腫瘍の悪性度を判定するのが腫瘍分類ですが.病期分類は.がんがこれまでにどの程度進行してきたかを判定するのに役立ちます。 TNMステージングシステムは.ほとんどの医師が使用しています。

TNMステージングシステム

  •  T(tumour):原発腫瘍の局在状態を表します。 腫瘍の大きさと位置によって.原発巣の範囲が決まります。 腫瘍を評価できない場合はTX.腫瘍が見つからない場合はT0.腫瘍の大きさと広がりが大きくなると.それに応じてT1.T2.T3またはT4.時にはさらにT1aまたはT1bに細分化されることもあります。
  • N(リンパ節):腫瘍が膀胱付近のリンパ節に転移しているかどうかを表します。 リンパ節の評価ができない場合はNX.リンパ節への転移がない場合はN0.リンパ節への転移がある場合はN1となります。
  • M(転移):骨や他の臓器に転移した腫瘍(M1).または転移のない腫瘍(M0)を表します。 遠隔リンパ節転移にはM1a.骨転移にはM1b.その他の部位への転移にはM1cが使われることもあります。

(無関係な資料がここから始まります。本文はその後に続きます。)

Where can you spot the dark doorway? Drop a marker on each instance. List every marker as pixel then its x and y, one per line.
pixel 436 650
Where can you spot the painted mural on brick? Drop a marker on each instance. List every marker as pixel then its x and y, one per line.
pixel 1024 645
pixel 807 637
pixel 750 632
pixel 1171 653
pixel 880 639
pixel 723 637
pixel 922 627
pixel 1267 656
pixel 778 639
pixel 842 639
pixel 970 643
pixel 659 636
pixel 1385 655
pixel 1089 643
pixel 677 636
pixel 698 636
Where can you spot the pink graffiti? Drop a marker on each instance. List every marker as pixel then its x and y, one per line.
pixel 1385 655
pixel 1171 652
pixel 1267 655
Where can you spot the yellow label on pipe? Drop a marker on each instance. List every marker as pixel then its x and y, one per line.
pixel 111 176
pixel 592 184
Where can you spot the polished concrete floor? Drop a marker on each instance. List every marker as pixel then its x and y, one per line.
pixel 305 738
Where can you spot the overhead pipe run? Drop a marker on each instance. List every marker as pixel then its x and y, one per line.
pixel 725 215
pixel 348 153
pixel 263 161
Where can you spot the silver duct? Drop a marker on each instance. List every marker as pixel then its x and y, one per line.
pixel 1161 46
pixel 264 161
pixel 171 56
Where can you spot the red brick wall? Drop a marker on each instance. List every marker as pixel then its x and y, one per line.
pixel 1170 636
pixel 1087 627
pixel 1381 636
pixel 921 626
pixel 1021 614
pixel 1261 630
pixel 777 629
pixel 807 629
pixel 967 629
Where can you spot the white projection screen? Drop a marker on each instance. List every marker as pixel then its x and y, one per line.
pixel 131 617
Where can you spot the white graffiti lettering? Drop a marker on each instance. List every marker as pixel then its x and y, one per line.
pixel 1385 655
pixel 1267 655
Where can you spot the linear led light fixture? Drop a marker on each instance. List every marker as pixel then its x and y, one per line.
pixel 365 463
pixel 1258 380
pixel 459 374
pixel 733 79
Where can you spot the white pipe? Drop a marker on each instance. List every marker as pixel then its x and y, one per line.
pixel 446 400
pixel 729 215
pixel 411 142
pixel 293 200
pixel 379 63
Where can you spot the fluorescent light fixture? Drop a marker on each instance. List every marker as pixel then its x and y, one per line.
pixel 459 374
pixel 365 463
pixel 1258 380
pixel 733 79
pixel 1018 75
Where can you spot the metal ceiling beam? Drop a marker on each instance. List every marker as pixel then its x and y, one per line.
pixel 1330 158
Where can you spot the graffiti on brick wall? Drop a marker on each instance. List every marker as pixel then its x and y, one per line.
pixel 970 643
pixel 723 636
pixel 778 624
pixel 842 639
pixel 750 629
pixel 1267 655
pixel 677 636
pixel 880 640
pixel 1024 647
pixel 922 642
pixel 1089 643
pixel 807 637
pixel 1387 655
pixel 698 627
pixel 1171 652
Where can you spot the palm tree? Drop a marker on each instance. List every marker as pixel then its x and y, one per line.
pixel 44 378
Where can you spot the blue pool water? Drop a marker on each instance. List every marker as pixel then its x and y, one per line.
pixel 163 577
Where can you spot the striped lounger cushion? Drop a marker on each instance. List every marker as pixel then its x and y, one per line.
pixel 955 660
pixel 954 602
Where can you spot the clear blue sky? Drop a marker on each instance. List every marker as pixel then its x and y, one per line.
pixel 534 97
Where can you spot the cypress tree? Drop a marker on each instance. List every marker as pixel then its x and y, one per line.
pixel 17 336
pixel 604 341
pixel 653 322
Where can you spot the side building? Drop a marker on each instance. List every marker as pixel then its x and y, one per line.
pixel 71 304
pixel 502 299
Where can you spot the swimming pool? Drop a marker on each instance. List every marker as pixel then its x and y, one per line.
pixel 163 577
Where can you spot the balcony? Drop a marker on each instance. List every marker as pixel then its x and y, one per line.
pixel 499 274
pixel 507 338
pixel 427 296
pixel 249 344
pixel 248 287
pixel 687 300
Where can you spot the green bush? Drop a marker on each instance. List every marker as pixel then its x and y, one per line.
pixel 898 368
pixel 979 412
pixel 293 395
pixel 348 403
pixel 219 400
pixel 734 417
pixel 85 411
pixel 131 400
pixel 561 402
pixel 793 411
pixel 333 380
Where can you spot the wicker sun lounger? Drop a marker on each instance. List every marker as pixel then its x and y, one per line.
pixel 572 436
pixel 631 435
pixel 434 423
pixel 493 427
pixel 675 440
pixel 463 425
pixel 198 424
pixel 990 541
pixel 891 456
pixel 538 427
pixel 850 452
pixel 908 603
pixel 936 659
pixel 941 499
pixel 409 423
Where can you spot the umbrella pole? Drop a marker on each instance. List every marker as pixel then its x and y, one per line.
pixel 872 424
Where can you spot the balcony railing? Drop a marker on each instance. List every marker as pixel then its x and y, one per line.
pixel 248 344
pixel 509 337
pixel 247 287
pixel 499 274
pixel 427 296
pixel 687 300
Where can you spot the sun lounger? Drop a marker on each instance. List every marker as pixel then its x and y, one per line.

医師は.T.N.Mの評価結果とグリソンスコア(腫瘍の悪性度).PSA検査の結果を組み合わせて.腫瘍の臨床病期を決定します。 ステージはローマ数字で表され.ステージIは最も進行の遅い腫瘍.ステージIVは最も進行の早い腫瘍を表し.ステージの結果に基づいて治療が行われます。

ステージⅠ

について

  • 前立腺がんは大きくなっているが.まだ広がっていない。
  • ほとんどの場合.直腸診では腫瘍を感じることができないか.画像診断で確認することができません。
  • Gleasonスコアが6以下.かつPSA値が10以下。
  • 腫瘍が前立腺の1葉に限局しており.1葉の面積の半分以下である。

ステージ IIA

  • 前立腺がんは大きくなっているが.まだ広がっていない。
  • 直腸診で腫瘍を感じない.あるいは画像診断で見えない。
  • 腫瘍の大きさが前立腺の片葉の半分以上であるが.両葉に浸潤していないもの。
  • Gleasonスコアが7未満.PSA値が 20未満であること。

ステージⅡB

  • 前立腺がんは大きくなっているが.まだ広がっていない。
  • 直腸診で腫瘍を感じない.あるいは画像診断で見えない。
  • 腫瘍は前立腺の片葉または両葉に浸潤している場合があります。
  • グリソンスコアとPSA値はどのような値でもかまいません。

ステージⅢ

  • 腫瘍が前立腺の外側に広がっているが.リンパ節や体の他の部位に浸潤していない場合。
  • グリソンスコアとPSA値はどのような値でもかまいません。

ステージⅣ

  • 腫瘍が前立腺以外の組織(通常はリンパ節.骨.肝臓.肺)に転移している。
  • グリソンスコアとPSA値はどのような値でもかまいません。